Prove S is a subspace of $R^3$ Let S={(a,b,c)$\in$$R^3$|2a+b-3c=0}. Prove S is a subspace of $R^3$
I just asked another question like this earlier and this is just to confirm im on the right track when approaching problems like these. After starting this problem, i am finding myself confused when it comes to making sure its closed under addition(so far). 
so far i think i have proved the set is not empty with: 
let 0=(0,0,0),
2(0)+0-3(c)=0 therefore, set is not empty. 
let u=($a_1,b_1,c_1$) and w=($a_2,b_2,c_2$). 
u+w= $(a_1+a_2),(b_1+b_2),(c_1+c_2) $
At this point, where does the definition "2a+b-3c=0" come into play? How do i proceed from here to show closure under addition?
 A: Just to be pedantic, you are trying to show that $S$ is a linear subspace (a.k.a. vector subspace) of $\Bbb R^3$. The context is important here because, for example, any subset of $\Bbb R^3$ is a topological subspace.
There are two conditions to be satisfied in order to be a vector subspace:
$(1)$ we need $v+w\in S$ for all $v,w\in S$
$(2)$ we $rv\in S$ for any $r\in\Bbb R$ and $v\in S$.

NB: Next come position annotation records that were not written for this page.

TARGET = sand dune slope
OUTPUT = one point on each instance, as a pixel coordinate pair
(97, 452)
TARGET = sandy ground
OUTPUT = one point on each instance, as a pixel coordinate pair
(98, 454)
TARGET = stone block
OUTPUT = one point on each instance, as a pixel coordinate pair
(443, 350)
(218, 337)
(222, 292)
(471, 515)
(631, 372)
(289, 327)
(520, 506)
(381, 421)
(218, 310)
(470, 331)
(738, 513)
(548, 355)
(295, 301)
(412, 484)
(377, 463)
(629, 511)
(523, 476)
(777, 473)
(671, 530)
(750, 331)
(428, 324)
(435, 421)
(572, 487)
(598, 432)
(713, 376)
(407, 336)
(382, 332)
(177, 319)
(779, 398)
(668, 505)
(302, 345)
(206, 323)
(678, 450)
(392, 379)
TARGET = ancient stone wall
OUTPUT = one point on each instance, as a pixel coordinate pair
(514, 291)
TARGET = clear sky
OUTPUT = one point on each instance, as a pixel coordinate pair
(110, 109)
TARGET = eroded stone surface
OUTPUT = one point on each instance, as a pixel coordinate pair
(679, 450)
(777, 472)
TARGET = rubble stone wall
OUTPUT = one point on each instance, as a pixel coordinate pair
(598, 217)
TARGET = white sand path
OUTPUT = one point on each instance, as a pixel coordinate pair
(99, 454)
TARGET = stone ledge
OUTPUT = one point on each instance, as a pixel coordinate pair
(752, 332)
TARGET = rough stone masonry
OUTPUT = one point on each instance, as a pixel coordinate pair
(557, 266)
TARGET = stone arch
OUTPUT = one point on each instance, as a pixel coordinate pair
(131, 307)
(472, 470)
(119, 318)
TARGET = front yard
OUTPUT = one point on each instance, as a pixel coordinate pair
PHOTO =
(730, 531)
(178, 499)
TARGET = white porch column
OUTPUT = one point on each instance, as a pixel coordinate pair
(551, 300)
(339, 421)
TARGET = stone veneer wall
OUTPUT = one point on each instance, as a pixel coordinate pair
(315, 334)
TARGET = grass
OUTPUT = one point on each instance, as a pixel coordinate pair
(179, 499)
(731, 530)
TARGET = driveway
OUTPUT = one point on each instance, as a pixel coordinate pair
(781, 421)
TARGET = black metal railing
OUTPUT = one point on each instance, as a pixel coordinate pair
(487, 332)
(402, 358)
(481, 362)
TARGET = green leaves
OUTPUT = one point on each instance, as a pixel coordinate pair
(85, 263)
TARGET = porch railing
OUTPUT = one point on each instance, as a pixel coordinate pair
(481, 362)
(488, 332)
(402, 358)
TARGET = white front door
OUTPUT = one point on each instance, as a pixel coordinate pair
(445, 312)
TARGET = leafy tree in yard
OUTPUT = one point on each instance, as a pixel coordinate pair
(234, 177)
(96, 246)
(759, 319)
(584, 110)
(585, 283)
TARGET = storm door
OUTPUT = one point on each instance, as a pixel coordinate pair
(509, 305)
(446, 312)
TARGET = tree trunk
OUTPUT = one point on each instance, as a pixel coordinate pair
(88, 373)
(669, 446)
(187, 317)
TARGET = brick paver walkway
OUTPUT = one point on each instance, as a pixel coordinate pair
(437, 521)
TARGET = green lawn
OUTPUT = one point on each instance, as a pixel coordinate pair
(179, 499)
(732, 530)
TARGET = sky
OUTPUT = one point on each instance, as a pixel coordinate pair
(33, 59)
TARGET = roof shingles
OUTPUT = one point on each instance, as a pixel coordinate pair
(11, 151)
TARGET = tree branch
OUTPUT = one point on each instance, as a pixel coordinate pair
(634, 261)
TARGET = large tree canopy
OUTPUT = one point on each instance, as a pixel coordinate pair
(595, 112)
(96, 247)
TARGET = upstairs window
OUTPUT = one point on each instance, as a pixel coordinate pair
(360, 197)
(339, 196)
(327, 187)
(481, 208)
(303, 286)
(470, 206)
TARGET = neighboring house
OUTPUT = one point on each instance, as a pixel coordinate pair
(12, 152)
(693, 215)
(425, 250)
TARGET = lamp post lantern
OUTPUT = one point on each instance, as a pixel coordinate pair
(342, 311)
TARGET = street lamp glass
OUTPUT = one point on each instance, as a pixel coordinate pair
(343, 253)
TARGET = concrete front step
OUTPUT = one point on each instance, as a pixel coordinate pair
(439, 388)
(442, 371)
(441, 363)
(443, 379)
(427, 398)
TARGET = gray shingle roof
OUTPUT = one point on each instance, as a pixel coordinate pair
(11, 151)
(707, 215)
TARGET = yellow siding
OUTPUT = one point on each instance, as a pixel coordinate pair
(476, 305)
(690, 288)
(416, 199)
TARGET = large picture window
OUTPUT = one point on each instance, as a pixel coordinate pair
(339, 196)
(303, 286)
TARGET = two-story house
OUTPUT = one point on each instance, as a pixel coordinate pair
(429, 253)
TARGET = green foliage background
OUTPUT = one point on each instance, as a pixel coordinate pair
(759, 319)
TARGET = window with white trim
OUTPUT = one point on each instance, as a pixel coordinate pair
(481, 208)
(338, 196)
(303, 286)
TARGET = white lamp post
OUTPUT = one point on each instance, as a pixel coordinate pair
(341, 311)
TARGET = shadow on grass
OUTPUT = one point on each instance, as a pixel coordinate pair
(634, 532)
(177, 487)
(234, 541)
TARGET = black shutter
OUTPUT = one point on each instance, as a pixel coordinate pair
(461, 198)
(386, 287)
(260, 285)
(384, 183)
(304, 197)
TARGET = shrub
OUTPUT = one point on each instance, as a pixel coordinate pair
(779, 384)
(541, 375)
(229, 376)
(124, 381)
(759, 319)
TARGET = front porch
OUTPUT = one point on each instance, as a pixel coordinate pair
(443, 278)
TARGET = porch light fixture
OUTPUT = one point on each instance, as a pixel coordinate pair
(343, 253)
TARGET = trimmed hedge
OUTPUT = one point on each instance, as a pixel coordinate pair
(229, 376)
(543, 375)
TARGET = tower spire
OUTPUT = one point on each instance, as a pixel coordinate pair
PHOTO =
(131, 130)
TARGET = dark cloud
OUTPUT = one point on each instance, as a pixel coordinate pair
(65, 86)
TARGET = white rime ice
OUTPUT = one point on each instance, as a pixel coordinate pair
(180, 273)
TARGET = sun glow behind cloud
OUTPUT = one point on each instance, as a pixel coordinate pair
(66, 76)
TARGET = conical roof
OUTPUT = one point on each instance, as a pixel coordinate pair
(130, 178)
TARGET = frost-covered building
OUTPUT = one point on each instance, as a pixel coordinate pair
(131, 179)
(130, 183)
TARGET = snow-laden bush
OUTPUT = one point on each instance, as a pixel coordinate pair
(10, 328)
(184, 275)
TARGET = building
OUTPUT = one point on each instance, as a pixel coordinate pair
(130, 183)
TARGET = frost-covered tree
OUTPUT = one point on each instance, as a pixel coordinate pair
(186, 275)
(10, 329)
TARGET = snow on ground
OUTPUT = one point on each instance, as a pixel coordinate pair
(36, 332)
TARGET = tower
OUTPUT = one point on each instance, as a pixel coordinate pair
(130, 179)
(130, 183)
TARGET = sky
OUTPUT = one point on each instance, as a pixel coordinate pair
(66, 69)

We set $S=\{(a,b,c)\in \Bbb R^3|2a+b-3c=0\}$. Two elements of $S$ can be written $v=(a,b,c)$ and $w=(d,e,f)$. Then $v+w=(a+d,b+e,c+f)$. To check if this is in $S$, we need $2(a+d)+b+d-3(c+f)=0$. Just notice
$$2(a+d)+b+e-3(c+f)=(2a+b-3c)+(2d+e-3f)=0+0=0,$$
and thus $v+w\in S$.
Next, take $r\in \Bbb R$ and any $v=(a,b,c)\in S$. Then $rv=(ra,rb,rc)$. Now
$$2ra+rb-3rc=r(2a+b-3c)=0,$$
which means $rv\in S$.
A: $$2a_1+b_1-3c_1=0$$ $$2a_2+b_2-3c_2=0$$
Thus $2(a_1+a_2)+(b_1+b_2)-3(c_1+c_2)=0+0=0$
So $u+v \in S$
Similarly prove that $au \in S ,\forall a \in \Bbb{R}$
A: If we suppose $u=(u_1,u_2,u_3)$ and $w=(w_1w_2,w_3)$ are arbitrary vectors in $S$, so what we are saying is that
$2u_1+u_2-3u_3=0$ and that $2w_1+w_2-3w_3=0$. Now, we see that the vector
$$u+w=(u_1+w_1,u_2+w_2,u_3+w_3)$$
satisfy 
$$2(u_1+w_1)+(u_2+w_2)-3(u_3+w_3)$$
$$\begin{align}  
&= (2u_1+u_2-3u_3)+(2w_1+w_2-3w_3) \\
&= 0+0 \\
&= 0
\end{align}$$
that is, the vector $u+w$ also belongs in $S$. Do the same thing with the vector $cu$, where $c$ is an arbitrary scalar.